I was pleased to read that each department is being asked to plan how it will assist with Brexit. The plans we need from them are not a series of pessimistic forecasts and lists of risks that are most unlikely to come true. What we need is a serious assessment of how we can use the new freedoms we gain by taking back control to make things in their areas better, without violating standards and rules that currently apply to our exports to the rest of the EU which we should wish to continue on the same basis.
The fishing industry is an obvious case in point where work is needed. A UK based fishing policy, where we decide how to conserve the fish and whether and on what scale to licence foreign vessels will work considerably better than the Common Fishing Policy. Just look at the superior performance of the Norwegian, Icelandic and eastern seaboard US/Canadian fisheries than our UK industry under the control of the EU. There are outstanding obligations to current rest of the EU vessels and neighbours which need thinking through. At the very least we should announce no new quota and permits for non UK vessels whilst we sort out the present unsatisfactory shares and arrangements.
Another is energy. When the UK detaches from EU energy regulation, what new regime do we want? Will we take a new look at how we can secure affordable power in sufficient quantities to match the new government’s ambitions for industrial revival and to spread economic activity more widely around the country? Cheap power is one of the main drivers of any successful industrial policy.

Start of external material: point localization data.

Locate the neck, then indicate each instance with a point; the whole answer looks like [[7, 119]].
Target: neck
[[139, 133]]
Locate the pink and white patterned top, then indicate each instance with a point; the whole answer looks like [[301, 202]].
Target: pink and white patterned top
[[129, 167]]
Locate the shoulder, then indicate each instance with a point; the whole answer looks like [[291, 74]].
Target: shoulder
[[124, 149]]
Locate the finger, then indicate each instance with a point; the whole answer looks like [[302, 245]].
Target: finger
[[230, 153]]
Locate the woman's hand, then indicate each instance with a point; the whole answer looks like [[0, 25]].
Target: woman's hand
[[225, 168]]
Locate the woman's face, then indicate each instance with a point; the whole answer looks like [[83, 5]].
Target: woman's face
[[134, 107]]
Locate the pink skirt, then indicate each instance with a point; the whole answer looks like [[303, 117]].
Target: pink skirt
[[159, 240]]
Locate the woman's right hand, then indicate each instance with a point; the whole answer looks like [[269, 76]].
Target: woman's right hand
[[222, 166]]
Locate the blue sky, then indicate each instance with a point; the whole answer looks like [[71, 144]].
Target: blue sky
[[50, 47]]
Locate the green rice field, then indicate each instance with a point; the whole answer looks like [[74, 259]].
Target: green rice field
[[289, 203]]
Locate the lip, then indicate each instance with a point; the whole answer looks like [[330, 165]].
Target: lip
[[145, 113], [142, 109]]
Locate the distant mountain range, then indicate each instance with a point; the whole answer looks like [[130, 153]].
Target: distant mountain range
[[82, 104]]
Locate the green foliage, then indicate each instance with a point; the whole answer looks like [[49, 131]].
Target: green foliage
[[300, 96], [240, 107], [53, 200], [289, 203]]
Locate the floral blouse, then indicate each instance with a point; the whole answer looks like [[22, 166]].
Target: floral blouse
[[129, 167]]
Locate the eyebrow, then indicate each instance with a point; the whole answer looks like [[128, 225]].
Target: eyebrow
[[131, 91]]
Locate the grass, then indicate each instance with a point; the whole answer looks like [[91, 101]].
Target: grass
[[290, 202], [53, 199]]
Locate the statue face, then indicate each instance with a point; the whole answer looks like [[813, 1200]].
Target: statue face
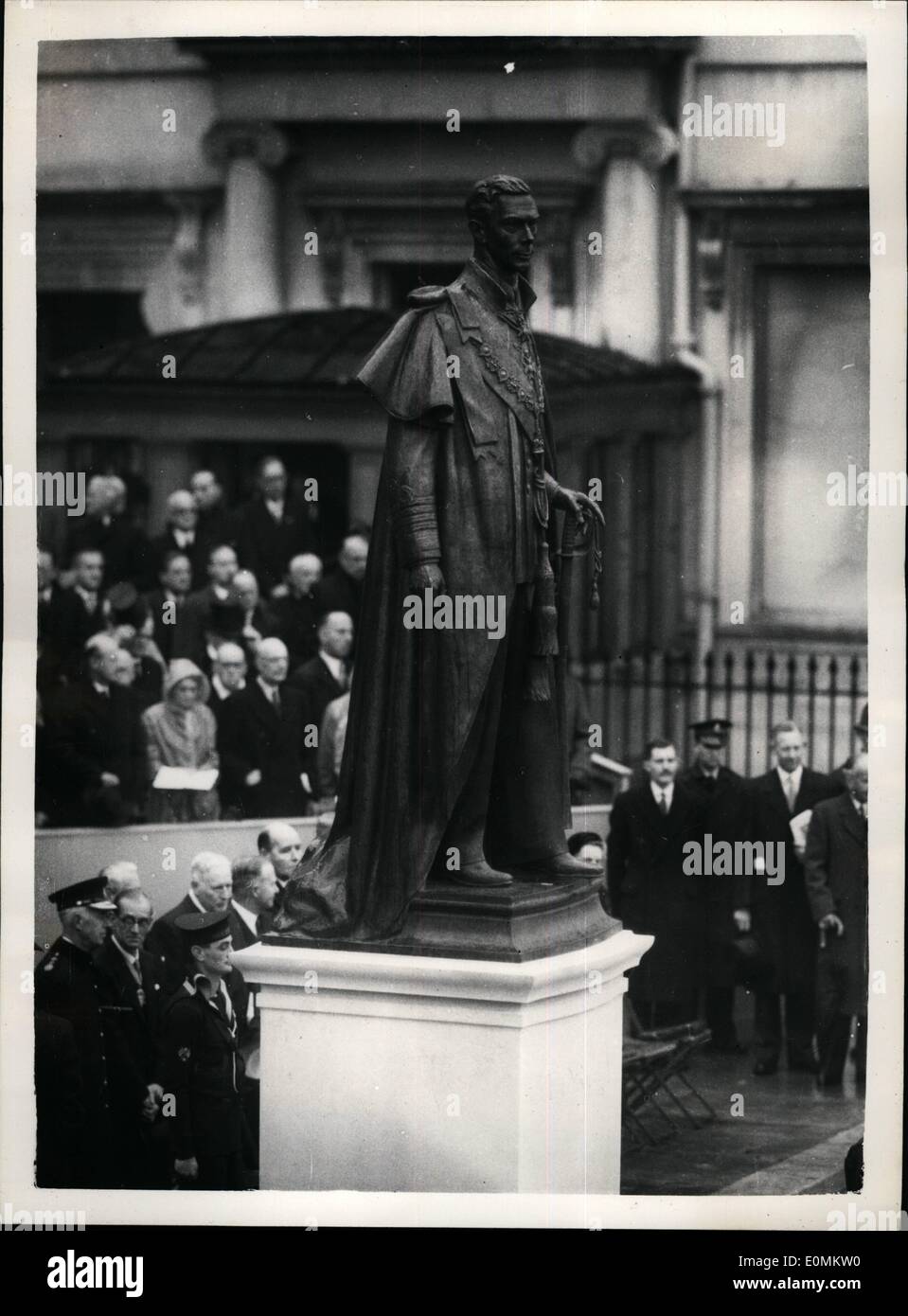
[[509, 233]]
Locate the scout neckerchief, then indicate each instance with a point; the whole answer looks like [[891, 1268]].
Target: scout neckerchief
[[543, 640]]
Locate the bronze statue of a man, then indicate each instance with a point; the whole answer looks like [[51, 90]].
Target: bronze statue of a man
[[453, 763]]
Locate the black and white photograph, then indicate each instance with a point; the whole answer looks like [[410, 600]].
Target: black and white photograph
[[453, 670]]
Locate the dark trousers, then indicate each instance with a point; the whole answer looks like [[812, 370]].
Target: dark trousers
[[719, 1009], [799, 1026], [222, 1173], [510, 809], [834, 1024]]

In trade and industry it would be good to hear from business what they would like as priorities for new trade deals around the world, and how they would like to improve on the kind of trade deals the EU has been doing for us. They have often been lacking ambition on services, for example.
The country was united during the referendum campaign in not wanting to lose trade, business and market access over any possible Brexit. Many who voted Remain will be relieved as and when we can show that Brexit is no threat to jobs or trade, as we should be able to do. It requires some drive and thought to grasp all of the opportunities taking back control can bring. Is Whitehall up for that important task?